Experimental autoimmune encephalomyelitis: isolation and characterization of inflammatory cells from the central nervous system

Abstract

Lymphocytes from the central nervous system (CNS) of animals with acute experimental autoimmune encephalomyelitis (EAE) have been isolated and characterized. The lymphocytes were separated from Lewis rats which were injected either with an emulsion of myelin basic protein (BP) emulsified in complete Freund's adjuvant (CFA) to cause EAE or with CFA alone as a control. Using density gradient centrifugation, from 9 days post-inoculation (d.p.i.) (before clinical signs appear), to 19 d.p.i. (after signs abate), lymphocytes were recovered from the spinal cords and popliteal lymph nodes of BP-injected animals. Lymphocyte cell number, phenotype, and antigen specificity were determined.
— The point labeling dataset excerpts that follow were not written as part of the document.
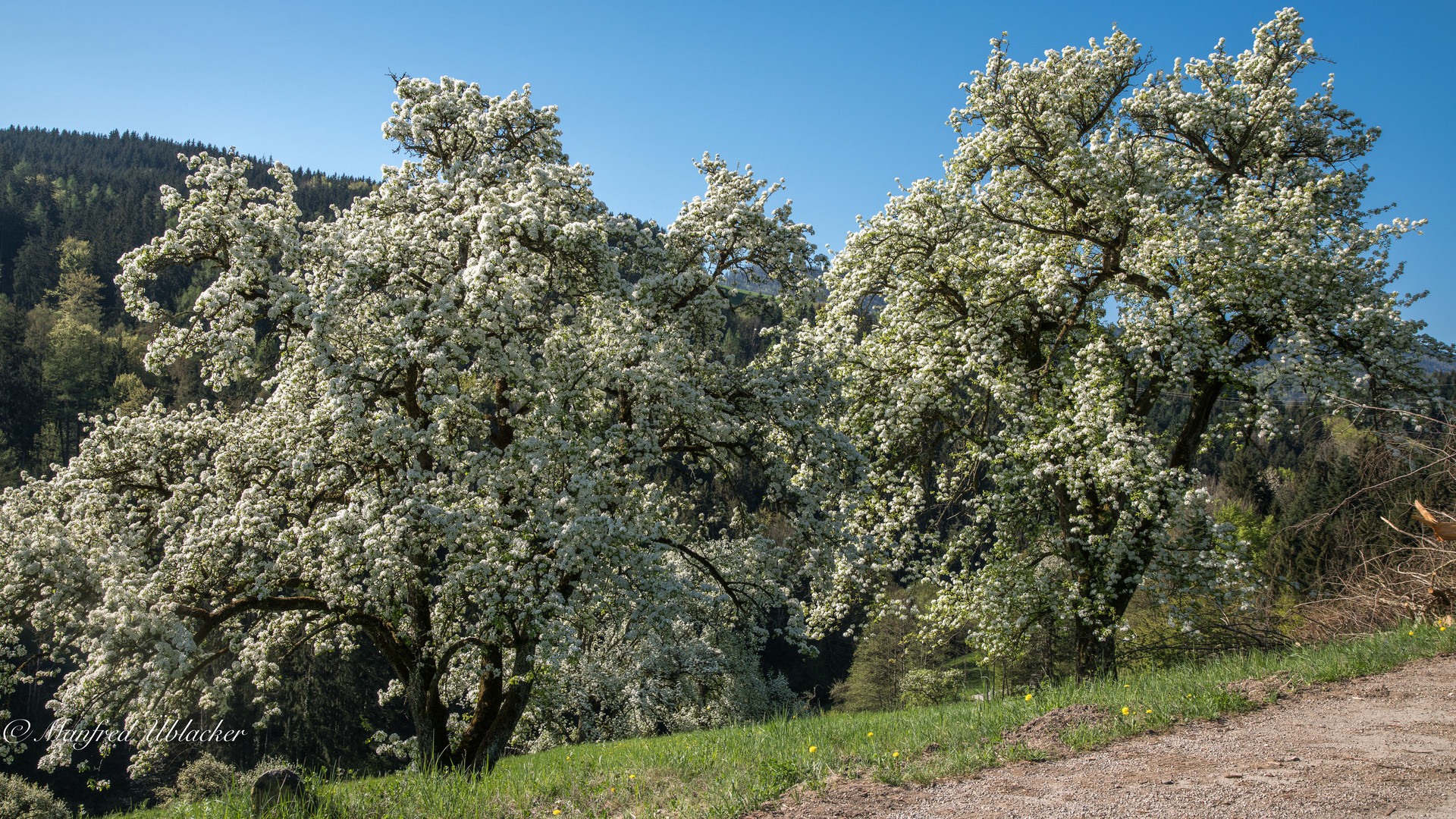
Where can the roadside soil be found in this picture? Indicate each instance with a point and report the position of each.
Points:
(1382, 745)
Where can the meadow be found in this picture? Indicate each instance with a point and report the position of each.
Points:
(728, 771)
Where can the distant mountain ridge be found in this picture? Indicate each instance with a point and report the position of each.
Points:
(104, 188)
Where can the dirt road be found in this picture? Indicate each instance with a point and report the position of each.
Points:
(1376, 746)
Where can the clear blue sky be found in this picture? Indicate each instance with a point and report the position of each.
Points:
(837, 98)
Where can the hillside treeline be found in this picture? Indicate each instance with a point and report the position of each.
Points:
(71, 205)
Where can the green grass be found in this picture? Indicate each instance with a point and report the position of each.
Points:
(728, 771)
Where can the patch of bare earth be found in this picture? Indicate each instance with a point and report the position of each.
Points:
(1376, 746)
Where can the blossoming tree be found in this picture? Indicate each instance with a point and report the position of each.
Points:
(1216, 213)
(491, 410)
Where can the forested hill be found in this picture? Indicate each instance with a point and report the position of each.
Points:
(104, 190)
(71, 206)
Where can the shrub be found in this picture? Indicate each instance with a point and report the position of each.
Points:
(925, 687)
(28, 800)
(204, 777)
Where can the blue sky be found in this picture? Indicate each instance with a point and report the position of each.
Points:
(837, 98)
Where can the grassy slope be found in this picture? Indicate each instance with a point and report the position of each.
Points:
(728, 771)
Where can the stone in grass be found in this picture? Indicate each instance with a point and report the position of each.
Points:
(280, 787)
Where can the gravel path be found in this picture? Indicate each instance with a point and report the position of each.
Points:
(1376, 746)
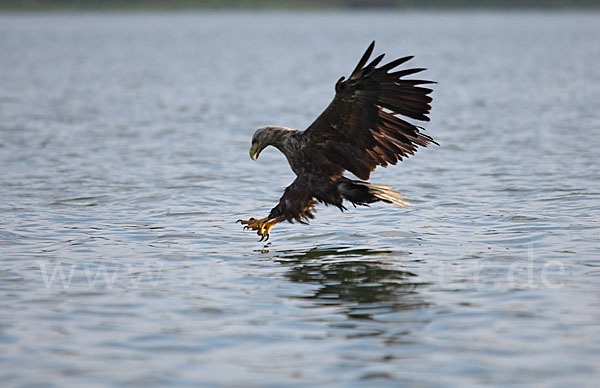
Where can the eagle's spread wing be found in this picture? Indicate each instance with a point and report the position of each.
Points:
(360, 129)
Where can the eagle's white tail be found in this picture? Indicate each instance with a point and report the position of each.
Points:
(385, 193)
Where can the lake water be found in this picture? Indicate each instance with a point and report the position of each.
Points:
(124, 164)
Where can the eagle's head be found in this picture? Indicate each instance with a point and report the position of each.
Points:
(266, 136)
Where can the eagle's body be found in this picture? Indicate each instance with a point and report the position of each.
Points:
(359, 130)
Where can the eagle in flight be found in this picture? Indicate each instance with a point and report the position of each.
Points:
(358, 131)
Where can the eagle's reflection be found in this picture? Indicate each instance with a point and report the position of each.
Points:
(364, 282)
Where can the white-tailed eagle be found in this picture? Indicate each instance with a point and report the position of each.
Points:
(360, 130)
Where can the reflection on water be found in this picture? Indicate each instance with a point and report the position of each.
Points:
(356, 279)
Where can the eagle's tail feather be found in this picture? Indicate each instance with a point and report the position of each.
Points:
(385, 193)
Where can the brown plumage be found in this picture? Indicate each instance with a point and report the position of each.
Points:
(358, 131)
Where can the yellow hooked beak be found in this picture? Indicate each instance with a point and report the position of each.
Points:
(254, 151)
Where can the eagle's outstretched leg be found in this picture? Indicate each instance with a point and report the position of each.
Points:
(262, 226)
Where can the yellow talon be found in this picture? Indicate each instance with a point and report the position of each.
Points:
(262, 226)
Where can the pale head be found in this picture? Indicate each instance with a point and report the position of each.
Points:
(266, 136)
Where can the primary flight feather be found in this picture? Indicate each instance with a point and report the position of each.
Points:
(358, 131)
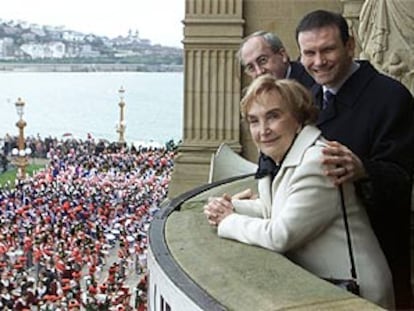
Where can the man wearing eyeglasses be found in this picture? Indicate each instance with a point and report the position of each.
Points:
(263, 52)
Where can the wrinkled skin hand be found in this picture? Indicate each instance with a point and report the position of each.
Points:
(245, 195)
(342, 164)
(218, 208)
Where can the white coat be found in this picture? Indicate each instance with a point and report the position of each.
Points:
(299, 215)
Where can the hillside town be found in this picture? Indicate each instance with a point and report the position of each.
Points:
(26, 42)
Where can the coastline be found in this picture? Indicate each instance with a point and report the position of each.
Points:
(80, 67)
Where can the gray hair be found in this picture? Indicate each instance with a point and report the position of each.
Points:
(270, 38)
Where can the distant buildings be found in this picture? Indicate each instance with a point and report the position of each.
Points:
(21, 41)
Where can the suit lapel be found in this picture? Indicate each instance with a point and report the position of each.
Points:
(327, 114)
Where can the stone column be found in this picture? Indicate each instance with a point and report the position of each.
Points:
(351, 11)
(212, 89)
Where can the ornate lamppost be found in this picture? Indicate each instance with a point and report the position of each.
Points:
(21, 153)
(122, 124)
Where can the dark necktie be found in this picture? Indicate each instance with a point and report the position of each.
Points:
(328, 98)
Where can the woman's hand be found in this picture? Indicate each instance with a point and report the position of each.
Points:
(217, 209)
(343, 165)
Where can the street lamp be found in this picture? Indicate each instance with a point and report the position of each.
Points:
(122, 124)
(21, 153)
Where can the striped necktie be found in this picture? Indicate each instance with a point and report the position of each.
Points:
(328, 98)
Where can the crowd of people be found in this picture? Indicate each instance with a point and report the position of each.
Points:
(73, 233)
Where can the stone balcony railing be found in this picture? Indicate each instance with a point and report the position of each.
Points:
(191, 268)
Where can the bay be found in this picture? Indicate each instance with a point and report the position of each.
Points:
(57, 103)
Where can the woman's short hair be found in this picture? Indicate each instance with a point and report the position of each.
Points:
(297, 99)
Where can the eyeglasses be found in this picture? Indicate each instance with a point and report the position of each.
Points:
(260, 62)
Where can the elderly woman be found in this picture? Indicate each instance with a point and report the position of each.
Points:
(298, 211)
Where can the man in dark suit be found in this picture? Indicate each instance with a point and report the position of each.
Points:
(264, 53)
(371, 118)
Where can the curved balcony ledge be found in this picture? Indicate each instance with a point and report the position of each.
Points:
(191, 268)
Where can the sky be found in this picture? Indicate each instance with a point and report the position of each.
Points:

Results show that the onset of clinical signs correlated with lymphocyte influx into the CNS. A clinical index of 1 was associated with less than 10 6 cells per gram of CNS wet weight (cells/g CNS) while animals with a clinical index of 4 had more than 15 × 10 6 cells/g CNS. During remission, when only minor residual neurologic signs were evident, significant numbers of lymphocytes (> 10 7 cells/g CNS) could still be isolated. In contrast, no lymphocytes were obtained from control CNS tissue. The phenotype of the recovered cells was predominantly of the helper/inducer T cell subset (> 40%). Although the percentages of these cells in the CNS were increased when compared to the lymph nodes, I-A expression on CNS-isolated lymphocytes showed the most significant increase with disease progression. Recovered lymphocytes responded to both BP and CFA-related antigens indicating that both CNS-specific and CNS-non-specific inflammatory cells were present in the exudate.